On February 19, the 18th TTG Travel Awards, Czech Republic´s most prestigious annual travel industry awards, honored the best organizations and individuals in the industry for their achievements and contribution. Sixteen companies have been awarded at the ceremony held within the Gala Evening of the Holiday World fair in the glamorous Spanish Hall of the Prague Castle.
Naďa Rybárová, TTG Czech
The MENA region is currently gearing up for a number of exhibitions and events, expected to bring specific destinations into the limelight.
Taking place in Abu Dhabi on March 6-12 was the inaugural Abu Dhabi Aviation and Aerospace Week, aiming to enhance Abu Dhabi’s status as a leading global hub of aviation and aerospace, business tourism and specialised events. Meanwhile, from March 20-21, the Hotel Technology Summit will be taking place in Riyadh whereby over 120 leading decision makers from the hospitality sector will come together to discuss developments in hotel technology, tackle the challenges of catering to millennial guests as well as sharing insights garnered with years of experience in a constantly changing industry.

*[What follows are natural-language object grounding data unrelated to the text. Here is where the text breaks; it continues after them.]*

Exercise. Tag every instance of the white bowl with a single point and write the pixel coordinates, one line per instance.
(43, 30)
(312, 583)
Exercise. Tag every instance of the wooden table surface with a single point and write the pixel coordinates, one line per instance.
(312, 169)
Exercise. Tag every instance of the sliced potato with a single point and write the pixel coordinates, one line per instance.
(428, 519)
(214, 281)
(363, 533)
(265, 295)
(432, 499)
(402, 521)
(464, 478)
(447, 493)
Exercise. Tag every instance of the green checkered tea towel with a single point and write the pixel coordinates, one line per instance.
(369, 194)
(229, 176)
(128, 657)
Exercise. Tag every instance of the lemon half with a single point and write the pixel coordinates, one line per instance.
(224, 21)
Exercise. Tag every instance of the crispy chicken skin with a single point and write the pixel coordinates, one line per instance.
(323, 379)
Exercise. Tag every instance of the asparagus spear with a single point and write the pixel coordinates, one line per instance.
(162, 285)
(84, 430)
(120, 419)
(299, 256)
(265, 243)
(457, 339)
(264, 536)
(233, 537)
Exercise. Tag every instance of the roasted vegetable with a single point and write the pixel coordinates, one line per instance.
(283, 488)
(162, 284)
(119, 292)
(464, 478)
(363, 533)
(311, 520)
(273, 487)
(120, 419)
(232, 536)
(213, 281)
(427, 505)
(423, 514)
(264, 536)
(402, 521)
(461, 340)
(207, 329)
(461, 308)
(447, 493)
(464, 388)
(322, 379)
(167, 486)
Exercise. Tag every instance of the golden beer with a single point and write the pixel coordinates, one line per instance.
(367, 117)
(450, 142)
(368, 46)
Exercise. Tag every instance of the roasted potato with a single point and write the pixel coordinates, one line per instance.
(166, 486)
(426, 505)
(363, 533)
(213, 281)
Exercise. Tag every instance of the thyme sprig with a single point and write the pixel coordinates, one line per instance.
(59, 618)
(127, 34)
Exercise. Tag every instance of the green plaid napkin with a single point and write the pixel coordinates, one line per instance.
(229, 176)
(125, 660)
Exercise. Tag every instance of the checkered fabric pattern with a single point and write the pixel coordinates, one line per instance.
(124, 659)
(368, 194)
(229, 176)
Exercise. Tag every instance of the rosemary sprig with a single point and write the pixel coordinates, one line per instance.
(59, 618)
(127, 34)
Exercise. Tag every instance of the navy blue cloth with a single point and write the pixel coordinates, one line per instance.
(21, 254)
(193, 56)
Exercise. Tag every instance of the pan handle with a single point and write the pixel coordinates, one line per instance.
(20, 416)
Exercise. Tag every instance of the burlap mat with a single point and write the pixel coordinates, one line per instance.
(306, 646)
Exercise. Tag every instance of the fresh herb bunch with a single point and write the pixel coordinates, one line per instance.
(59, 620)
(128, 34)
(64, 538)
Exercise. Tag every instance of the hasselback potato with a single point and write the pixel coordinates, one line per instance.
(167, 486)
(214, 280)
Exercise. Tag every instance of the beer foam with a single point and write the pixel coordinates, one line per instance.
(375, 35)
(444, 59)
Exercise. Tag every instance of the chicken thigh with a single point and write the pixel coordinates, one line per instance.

Speaking of the Kingdom of Saudi Arabia, this hospitality giant is swiftly seeing an increase in its hotel rooms with a variety of major hotel companies looking to invest; the latest one is Swiss-Belhotel International with Swiss-Belhotel Al Khobar, slated to open its doors by the end of 2016. Furthermore, Rezidor Hotel Group has recently announced plans to introduce its lifestyle select brand, Radisson RED, to Jeddah, with the first property, Radisson RED Makarunah, to open its doors in Q2 of 2018.
Natalie Hami, Editor
The first two months of 2016 saw some exciting announcements about cruise, from the UK travel trade’s point of view.
First, NCL announced that it is to send Norwegian Jade back to the UK in 2017, marking a return to sailing ex-UK after a seven year gap, then MSC Cruises announced it is also to base a ship here once more. That two major cruise lines are re-committing to the UK demonstrates their faith in the strength of the UK market.
We’ve seen before how UK departures play a vital role in introducing holidaymakers to cruise for the first time, and there is a considerable market of those that do not wish to fly. Greater ex-UK capacity will be music to the ears of UK retailers – although some agents expressed concern about whether the market can really sustain it.
Another interesting situation is the fact that the more cautious American market is holding off Med cruises this year because of generalized security concerns about the region. Cruise lines with significant US customers are already bracing themselves to have capacity left to fill – and expect to look to the British market to fill it.
Having to slash prices to fill ships would be far from ideal for the cruise lines themselves. But travel agents in the UK will be only too pleased to be able to offer their customers some very attractive prices in the Mediterranean this summer.